Allez, zou : reprise du topic de
Cloverfield, qui est un excellent film mais qui n'arrive pas à la cheville du
Projet Blair Witch.
Duke Red a écrit :Je rejoins Demi-Lune concernant Le Projet Blair Witch - l'impression d'assister presque en direct à un cauchemar surnaturel capté sur film n'a jamais été égalée par les autres found-footages. Je ne l'ai vu qu'une fois, à 15-16 ans avec mon grand frère, seuls la nuit, et je n'en menais pas large quand le générique (bien malaisant lui aussi avec ces sons d'outre-tombe) est apparu. C'est un film qui joue avec brio sur l'imagination du spectateur et le hors-champ.
Gounou a écrit :Perso, je l'ai découvert à vingt ans, en vidéo, et c'est également l'un de mes plus grands souvenirs de "flippe avec rien". Avec ce que j'avais avalé de films d'épouvante avant ça, ce simple constat suffit à en faire une prouesse de mise en scène à mes yeux, que le film ait ou pas une deuxième vie 15 ans plus tard.
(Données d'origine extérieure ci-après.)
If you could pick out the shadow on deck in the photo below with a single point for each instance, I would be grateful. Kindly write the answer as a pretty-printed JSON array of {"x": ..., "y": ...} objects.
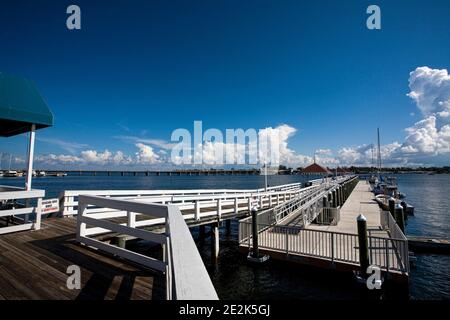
[{"x": 33, "y": 265}]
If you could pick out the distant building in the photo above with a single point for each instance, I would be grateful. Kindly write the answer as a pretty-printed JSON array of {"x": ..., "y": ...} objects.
[{"x": 316, "y": 169}]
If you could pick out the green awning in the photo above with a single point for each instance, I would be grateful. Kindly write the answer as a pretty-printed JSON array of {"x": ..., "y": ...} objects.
[{"x": 21, "y": 105}]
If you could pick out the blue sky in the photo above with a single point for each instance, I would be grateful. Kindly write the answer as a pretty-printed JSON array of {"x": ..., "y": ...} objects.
[{"x": 144, "y": 68}]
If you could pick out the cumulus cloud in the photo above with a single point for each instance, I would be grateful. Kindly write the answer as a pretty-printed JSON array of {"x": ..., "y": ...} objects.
[
  {"x": 146, "y": 155},
  {"x": 71, "y": 147},
  {"x": 324, "y": 152},
  {"x": 430, "y": 89}
]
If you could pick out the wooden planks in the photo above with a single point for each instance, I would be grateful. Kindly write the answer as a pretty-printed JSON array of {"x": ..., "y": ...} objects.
[{"x": 33, "y": 265}]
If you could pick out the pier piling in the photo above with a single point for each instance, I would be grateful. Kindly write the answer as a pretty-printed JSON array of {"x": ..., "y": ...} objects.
[
  {"x": 214, "y": 242},
  {"x": 399, "y": 217},
  {"x": 363, "y": 243}
]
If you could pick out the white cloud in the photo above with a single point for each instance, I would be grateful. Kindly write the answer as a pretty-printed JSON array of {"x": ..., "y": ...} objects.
[
  {"x": 324, "y": 152},
  {"x": 430, "y": 89},
  {"x": 146, "y": 155},
  {"x": 71, "y": 147},
  {"x": 162, "y": 144}
]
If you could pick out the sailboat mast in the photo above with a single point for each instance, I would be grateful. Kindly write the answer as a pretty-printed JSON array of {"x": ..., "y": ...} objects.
[{"x": 379, "y": 151}]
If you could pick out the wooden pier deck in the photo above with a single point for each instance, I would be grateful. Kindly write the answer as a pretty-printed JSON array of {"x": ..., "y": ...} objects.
[
  {"x": 33, "y": 265},
  {"x": 361, "y": 201}
]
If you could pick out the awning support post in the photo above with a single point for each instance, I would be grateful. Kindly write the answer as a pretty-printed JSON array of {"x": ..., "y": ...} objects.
[{"x": 30, "y": 157}]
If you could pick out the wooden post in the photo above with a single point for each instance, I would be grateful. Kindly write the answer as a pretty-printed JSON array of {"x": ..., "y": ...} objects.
[
  {"x": 391, "y": 202},
  {"x": 30, "y": 157},
  {"x": 228, "y": 226},
  {"x": 325, "y": 201},
  {"x": 333, "y": 196},
  {"x": 201, "y": 232},
  {"x": 255, "y": 233},
  {"x": 363, "y": 243},
  {"x": 215, "y": 242},
  {"x": 399, "y": 218}
]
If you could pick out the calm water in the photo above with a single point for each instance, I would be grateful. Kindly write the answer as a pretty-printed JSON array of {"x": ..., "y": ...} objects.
[{"x": 234, "y": 278}]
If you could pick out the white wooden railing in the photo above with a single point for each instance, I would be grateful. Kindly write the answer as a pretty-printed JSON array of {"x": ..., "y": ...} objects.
[
  {"x": 16, "y": 207},
  {"x": 69, "y": 198},
  {"x": 196, "y": 208},
  {"x": 186, "y": 275}
]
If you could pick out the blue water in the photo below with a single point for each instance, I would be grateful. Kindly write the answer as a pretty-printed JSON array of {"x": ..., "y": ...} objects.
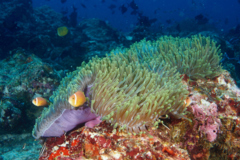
[{"x": 224, "y": 14}]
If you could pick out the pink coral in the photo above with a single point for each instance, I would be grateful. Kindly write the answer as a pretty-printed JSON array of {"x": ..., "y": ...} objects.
[{"x": 207, "y": 116}]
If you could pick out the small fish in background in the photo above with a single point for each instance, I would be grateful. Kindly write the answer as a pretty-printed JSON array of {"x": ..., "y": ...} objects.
[
  {"x": 112, "y": 6},
  {"x": 83, "y": 5},
  {"x": 40, "y": 102},
  {"x": 62, "y": 31},
  {"x": 133, "y": 5},
  {"x": 63, "y": 1},
  {"x": 123, "y": 9},
  {"x": 201, "y": 19},
  {"x": 169, "y": 21},
  {"x": 77, "y": 99}
]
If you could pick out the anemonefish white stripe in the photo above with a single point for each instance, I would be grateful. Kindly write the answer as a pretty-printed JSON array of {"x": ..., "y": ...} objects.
[{"x": 75, "y": 98}]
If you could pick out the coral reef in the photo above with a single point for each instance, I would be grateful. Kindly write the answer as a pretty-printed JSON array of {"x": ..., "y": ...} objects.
[
  {"x": 198, "y": 57},
  {"x": 18, "y": 146},
  {"x": 22, "y": 77},
  {"x": 211, "y": 122},
  {"x": 124, "y": 93},
  {"x": 103, "y": 143},
  {"x": 213, "y": 133}
]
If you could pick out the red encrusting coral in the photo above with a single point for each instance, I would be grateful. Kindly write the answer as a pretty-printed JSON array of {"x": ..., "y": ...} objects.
[{"x": 212, "y": 133}]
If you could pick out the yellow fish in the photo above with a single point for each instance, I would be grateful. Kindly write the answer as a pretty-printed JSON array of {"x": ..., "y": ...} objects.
[
  {"x": 62, "y": 31},
  {"x": 77, "y": 99},
  {"x": 39, "y": 101}
]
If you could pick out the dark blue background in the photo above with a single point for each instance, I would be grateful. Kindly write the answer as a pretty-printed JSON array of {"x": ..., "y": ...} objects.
[{"x": 217, "y": 11}]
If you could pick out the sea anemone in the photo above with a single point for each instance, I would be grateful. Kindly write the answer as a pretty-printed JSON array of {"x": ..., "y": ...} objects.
[
  {"x": 126, "y": 94},
  {"x": 131, "y": 88},
  {"x": 198, "y": 57}
]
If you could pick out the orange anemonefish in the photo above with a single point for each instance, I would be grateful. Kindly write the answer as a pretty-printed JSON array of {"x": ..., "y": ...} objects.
[
  {"x": 77, "y": 99},
  {"x": 188, "y": 101},
  {"x": 39, "y": 101}
]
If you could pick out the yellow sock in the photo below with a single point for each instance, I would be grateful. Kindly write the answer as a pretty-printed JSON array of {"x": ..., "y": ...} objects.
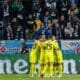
[
  {"x": 45, "y": 69},
  {"x": 32, "y": 68},
  {"x": 51, "y": 68},
  {"x": 60, "y": 69},
  {"x": 40, "y": 69}
]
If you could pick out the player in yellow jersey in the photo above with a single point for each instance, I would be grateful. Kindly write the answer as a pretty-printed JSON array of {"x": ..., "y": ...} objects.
[
  {"x": 49, "y": 59},
  {"x": 33, "y": 57},
  {"x": 58, "y": 59},
  {"x": 42, "y": 54}
]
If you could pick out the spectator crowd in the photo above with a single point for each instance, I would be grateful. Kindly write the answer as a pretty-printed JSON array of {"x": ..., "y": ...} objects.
[{"x": 28, "y": 19}]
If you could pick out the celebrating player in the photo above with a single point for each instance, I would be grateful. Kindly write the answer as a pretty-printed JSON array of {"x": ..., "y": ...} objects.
[
  {"x": 33, "y": 57},
  {"x": 49, "y": 59},
  {"x": 58, "y": 59},
  {"x": 42, "y": 54}
]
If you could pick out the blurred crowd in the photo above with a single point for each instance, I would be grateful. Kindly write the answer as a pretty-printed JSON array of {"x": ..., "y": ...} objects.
[{"x": 28, "y": 19}]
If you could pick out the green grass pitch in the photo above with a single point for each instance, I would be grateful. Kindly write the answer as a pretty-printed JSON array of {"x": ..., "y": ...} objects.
[{"x": 27, "y": 77}]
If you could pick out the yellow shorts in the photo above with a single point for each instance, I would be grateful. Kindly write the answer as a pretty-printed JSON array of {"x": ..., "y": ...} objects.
[
  {"x": 32, "y": 57},
  {"x": 58, "y": 56},
  {"x": 49, "y": 57},
  {"x": 42, "y": 58}
]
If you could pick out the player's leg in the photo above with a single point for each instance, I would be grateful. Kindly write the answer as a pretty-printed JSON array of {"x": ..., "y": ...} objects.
[
  {"x": 51, "y": 62},
  {"x": 45, "y": 66},
  {"x": 41, "y": 63},
  {"x": 32, "y": 63},
  {"x": 60, "y": 60},
  {"x": 32, "y": 68}
]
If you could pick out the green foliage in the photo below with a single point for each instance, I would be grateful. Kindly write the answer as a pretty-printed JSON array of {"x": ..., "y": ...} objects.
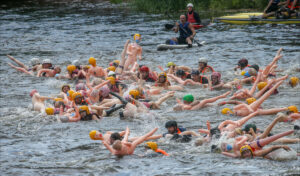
[
  {"x": 116, "y": 1},
  {"x": 167, "y": 6}
]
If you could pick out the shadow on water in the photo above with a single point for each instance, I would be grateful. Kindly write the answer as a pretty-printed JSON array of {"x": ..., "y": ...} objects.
[{"x": 31, "y": 144}]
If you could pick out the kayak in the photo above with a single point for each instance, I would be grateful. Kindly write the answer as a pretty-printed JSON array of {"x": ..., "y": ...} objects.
[
  {"x": 198, "y": 26},
  {"x": 161, "y": 47},
  {"x": 255, "y": 18}
]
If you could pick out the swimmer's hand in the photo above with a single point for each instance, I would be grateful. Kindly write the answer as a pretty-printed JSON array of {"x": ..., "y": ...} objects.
[
  {"x": 222, "y": 103},
  {"x": 287, "y": 148}
]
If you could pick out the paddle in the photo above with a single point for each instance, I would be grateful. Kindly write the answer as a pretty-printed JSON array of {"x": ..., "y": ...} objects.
[{"x": 170, "y": 26}]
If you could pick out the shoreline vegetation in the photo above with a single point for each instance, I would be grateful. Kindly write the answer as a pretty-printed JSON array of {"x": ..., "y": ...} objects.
[{"x": 177, "y": 6}]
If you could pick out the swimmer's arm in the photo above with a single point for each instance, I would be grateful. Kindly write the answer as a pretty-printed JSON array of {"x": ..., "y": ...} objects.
[
  {"x": 218, "y": 86},
  {"x": 140, "y": 53},
  {"x": 241, "y": 140},
  {"x": 184, "y": 68},
  {"x": 108, "y": 147},
  {"x": 226, "y": 122},
  {"x": 229, "y": 154},
  {"x": 88, "y": 83},
  {"x": 161, "y": 69},
  {"x": 264, "y": 152},
  {"x": 125, "y": 139},
  {"x": 230, "y": 102},
  {"x": 246, "y": 106},
  {"x": 101, "y": 85},
  {"x": 43, "y": 71},
  {"x": 43, "y": 97},
  {"x": 195, "y": 103}
]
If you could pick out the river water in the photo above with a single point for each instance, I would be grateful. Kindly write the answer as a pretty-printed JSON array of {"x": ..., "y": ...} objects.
[{"x": 32, "y": 144}]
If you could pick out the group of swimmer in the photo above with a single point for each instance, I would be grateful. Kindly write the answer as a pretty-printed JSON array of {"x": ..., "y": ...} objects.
[{"x": 130, "y": 88}]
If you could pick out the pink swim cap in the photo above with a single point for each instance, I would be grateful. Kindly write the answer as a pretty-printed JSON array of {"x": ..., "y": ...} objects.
[
  {"x": 80, "y": 86},
  {"x": 33, "y": 92},
  {"x": 105, "y": 91},
  {"x": 217, "y": 74}
]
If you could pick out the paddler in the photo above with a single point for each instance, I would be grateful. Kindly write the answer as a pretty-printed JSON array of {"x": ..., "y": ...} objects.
[
  {"x": 271, "y": 8},
  {"x": 186, "y": 32},
  {"x": 192, "y": 16}
]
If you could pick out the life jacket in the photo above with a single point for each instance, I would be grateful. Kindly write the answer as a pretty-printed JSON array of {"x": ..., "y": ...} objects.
[
  {"x": 184, "y": 30},
  {"x": 162, "y": 152},
  {"x": 191, "y": 18},
  {"x": 207, "y": 67},
  {"x": 297, "y": 6}
]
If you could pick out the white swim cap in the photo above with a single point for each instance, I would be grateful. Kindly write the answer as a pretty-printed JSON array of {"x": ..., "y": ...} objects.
[
  {"x": 35, "y": 61},
  {"x": 203, "y": 60},
  {"x": 46, "y": 61},
  {"x": 111, "y": 73},
  {"x": 76, "y": 62},
  {"x": 190, "y": 5}
]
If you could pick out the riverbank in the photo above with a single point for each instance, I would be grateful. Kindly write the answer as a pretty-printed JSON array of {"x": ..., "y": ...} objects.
[{"x": 174, "y": 6}]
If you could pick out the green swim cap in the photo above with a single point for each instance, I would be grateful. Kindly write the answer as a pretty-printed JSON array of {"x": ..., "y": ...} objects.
[
  {"x": 169, "y": 64},
  {"x": 188, "y": 98}
]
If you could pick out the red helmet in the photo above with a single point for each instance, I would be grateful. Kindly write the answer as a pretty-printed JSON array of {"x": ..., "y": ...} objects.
[{"x": 144, "y": 69}]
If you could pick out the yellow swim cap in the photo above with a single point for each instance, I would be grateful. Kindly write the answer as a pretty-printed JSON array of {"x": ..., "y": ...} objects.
[
  {"x": 250, "y": 100},
  {"x": 71, "y": 68},
  {"x": 76, "y": 95},
  {"x": 152, "y": 145},
  {"x": 244, "y": 148},
  {"x": 84, "y": 108},
  {"x": 135, "y": 93},
  {"x": 136, "y": 36},
  {"x": 95, "y": 135},
  {"x": 92, "y": 61},
  {"x": 70, "y": 93},
  {"x": 117, "y": 62},
  {"x": 112, "y": 68},
  {"x": 261, "y": 85},
  {"x": 294, "y": 81},
  {"x": 112, "y": 80},
  {"x": 65, "y": 85},
  {"x": 169, "y": 64},
  {"x": 87, "y": 66},
  {"x": 58, "y": 99},
  {"x": 293, "y": 109},
  {"x": 49, "y": 111},
  {"x": 226, "y": 111}
]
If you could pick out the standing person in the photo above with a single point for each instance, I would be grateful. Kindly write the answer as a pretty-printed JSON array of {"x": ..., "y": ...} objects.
[
  {"x": 134, "y": 51},
  {"x": 186, "y": 32},
  {"x": 192, "y": 16}
]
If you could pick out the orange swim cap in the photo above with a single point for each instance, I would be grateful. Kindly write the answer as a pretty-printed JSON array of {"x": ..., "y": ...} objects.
[{"x": 92, "y": 61}]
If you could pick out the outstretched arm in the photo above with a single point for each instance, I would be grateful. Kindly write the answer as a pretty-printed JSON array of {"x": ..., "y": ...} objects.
[
  {"x": 108, "y": 147},
  {"x": 229, "y": 154}
]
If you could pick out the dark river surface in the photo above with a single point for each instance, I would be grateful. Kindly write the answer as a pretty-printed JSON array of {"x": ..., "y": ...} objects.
[{"x": 32, "y": 144}]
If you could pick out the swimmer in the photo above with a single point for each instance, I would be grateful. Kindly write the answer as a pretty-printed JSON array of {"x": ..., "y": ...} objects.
[
  {"x": 35, "y": 63},
  {"x": 163, "y": 83},
  {"x": 110, "y": 137},
  {"x": 95, "y": 70},
  {"x": 121, "y": 148},
  {"x": 49, "y": 72},
  {"x": 38, "y": 101},
  {"x": 255, "y": 148},
  {"x": 189, "y": 103},
  {"x": 203, "y": 68},
  {"x": 153, "y": 146},
  {"x": 134, "y": 51},
  {"x": 149, "y": 104},
  {"x": 245, "y": 109}
]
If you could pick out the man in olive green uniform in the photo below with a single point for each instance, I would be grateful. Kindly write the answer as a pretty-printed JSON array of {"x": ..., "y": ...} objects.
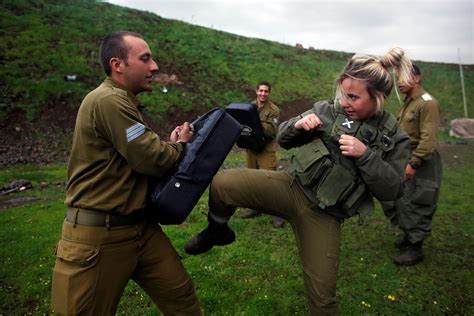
[
  {"x": 106, "y": 237},
  {"x": 420, "y": 118},
  {"x": 266, "y": 157}
]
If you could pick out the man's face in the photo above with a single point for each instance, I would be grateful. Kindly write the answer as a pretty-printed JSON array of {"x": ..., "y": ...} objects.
[
  {"x": 262, "y": 93},
  {"x": 139, "y": 67},
  {"x": 356, "y": 100}
]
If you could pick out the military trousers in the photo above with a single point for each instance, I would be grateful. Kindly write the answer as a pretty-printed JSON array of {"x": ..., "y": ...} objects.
[
  {"x": 318, "y": 235},
  {"x": 94, "y": 264},
  {"x": 415, "y": 209}
]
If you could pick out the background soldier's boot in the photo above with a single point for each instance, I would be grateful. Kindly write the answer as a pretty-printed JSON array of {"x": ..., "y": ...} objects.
[
  {"x": 278, "y": 222},
  {"x": 402, "y": 243},
  {"x": 412, "y": 256},
  {"x": 250, "y": 214},
  {"x": 214, "y": 235}
]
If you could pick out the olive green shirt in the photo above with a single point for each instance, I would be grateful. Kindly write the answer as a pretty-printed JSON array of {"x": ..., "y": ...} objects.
[
  {"x": 383, "y": 175},
  {"x": 269, "y": 115},
  {"x": 420, "y": 118},
  {"x": 114, "y": 152}
]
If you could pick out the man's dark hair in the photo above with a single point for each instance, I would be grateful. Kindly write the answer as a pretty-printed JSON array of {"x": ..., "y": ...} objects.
[
  {"x": 264, "y": 83},
  {"x": 113, "y": 46},
  {"x": 415, "y": 70}
]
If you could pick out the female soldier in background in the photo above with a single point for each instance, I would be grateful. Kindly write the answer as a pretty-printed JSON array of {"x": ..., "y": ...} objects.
[{"x": 350, "y": 150}]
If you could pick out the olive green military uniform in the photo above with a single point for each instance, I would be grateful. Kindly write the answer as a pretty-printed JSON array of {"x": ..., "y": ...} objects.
[
  {"x": 420, "y": 118},
  {"x": 347, "y": 186},
  {"x": 266, "y": 158},
  {"x": 106, "y": 239}
]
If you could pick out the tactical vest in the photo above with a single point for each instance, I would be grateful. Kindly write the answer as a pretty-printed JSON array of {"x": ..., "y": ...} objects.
[{"x": 333, "y": 180}]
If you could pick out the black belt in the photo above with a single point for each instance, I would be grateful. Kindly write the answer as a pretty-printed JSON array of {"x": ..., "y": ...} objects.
[{"x": 101, "y": 219}]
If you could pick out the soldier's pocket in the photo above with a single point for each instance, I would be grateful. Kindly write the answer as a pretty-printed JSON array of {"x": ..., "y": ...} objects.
[
  {"x": 75, "y": 274},
  {"x": 425, "y": 192}
]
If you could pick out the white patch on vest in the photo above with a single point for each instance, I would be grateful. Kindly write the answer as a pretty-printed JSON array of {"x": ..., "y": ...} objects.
[
  {"x": 426, "y": 97},
  {"x": 135, "y": 131}
]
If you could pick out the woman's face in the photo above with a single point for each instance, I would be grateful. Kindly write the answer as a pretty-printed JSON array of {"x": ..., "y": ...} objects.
[{"x": 356, "y": 100}]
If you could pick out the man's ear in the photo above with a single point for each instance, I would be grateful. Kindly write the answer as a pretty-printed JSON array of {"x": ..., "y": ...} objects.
[{"x": 116, "y": 64}]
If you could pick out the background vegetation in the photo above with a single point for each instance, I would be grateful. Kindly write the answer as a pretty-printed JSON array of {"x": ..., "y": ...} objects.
[{"x": 42, "y": 41}]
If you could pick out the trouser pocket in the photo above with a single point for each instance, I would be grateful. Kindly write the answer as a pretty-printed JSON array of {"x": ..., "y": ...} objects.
[{"x": 75, "y": 276}]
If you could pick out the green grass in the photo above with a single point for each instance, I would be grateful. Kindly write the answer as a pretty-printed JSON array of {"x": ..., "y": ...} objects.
[
  {"x": 215, "y": 67},
  {"x": 260, "y": 274}
]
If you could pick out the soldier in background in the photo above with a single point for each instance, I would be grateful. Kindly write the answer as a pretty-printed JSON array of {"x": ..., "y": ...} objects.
[
  {"x": 266, "y": 157},
  {"x": 106, "y": 237},
  {"x": 413, "y": 212}
]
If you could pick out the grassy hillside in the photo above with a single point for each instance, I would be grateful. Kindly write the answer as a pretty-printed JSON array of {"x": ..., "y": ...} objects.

Je copie-colle ce que j'ai écrit ailleurs, dans un sujet consacré à mes plus grandes expériences en salle :
12 août 1999. Le cœur de l’été. Depuis quelques semaines, le tout petit film de deux jeunes cinéastes inconnus fait le buzz. Quatre ou cinq personnes dans la salle sont venus voir de quoi il retourne. Dix-sept ans après, j’ai encore du mal à faire comprendre à mes proches l’intensité de la terreur blanche que j’ai éprouvé pendant cette séance, en grande partie parce que la plupart de ceux qui ont vu le film l’on trouvé totalement bidon. S’il fallait définir la notion même d’épreuve au cinéma, épreuve physique et mentale, mais épreuve désirée, souhaitée dans un élan de masochisme complet, voici l’un des premiers exemples que je citerais. Il m’a dressé les cheveux sur la tête, torturé l’échine, totalement paralysé. Son secret réside dans sa puissance de suggestion, entretenue du début à la fin. Tous les films du genre – je dis bien tous, même les chefs-d’œuvre consacrés – délivrent tôt ou tard des décharges d’adrénaline, souscrivent à la visualisation de scènes et d’images choc qui font sursauter et qui, par la retombée même de l’angoisse physiologiquement associée à ce réflexe, soulagent le spectateur. Que l'on pense aux meurtres et à la révélation finale de
Psychose, aux jumelles et aux apparitions de
Shining, aux effets grand-guignolesques de
L'Exorciste... La perversité absolue de ce film est de ne montrer absolument rien, donc de maintenir la peur en éveil, dans l’attente exaspérée de ce qu’il pressent découvrir, dans le recoin de l’image, dans l’ombre, dans le noir de la forêt. Très rares sont les films qui sont parvenus à distiller chez moi un tel malaise, une telle tension, un crescendo aussi insoutenable, un jeu si intense avec les effrois les plus enfouis. Est arrivé un moment dans le film où je priais, en même temps que les personnages, pour qu’un nouveau crépuscule ne tombe pas, car je pensais ne plus pouvoir tenir le choc d’une autre nuit. Lorsqu’à la fin du film les deux héros (le troisième a disparu, en n’entend plus que ses cris de souffrance exhalés par les profondeurs des bois) pénètrent dans une maisonnette en ruines, et que l’on craint que le cauchemar ne soit sur le point de se matérialiser à l’intérieur, derrière un mur, tapi dans une pièce, la tension est à un tel comble que j’en étais caché sous le siège. Au sortir de la salle, les jambes tremblantes, le cœur battant la chamade, j’ai entendu deux spectatrices désabusées se dire qu’elles ont trouvé le film pourri. Ça m’a achevé.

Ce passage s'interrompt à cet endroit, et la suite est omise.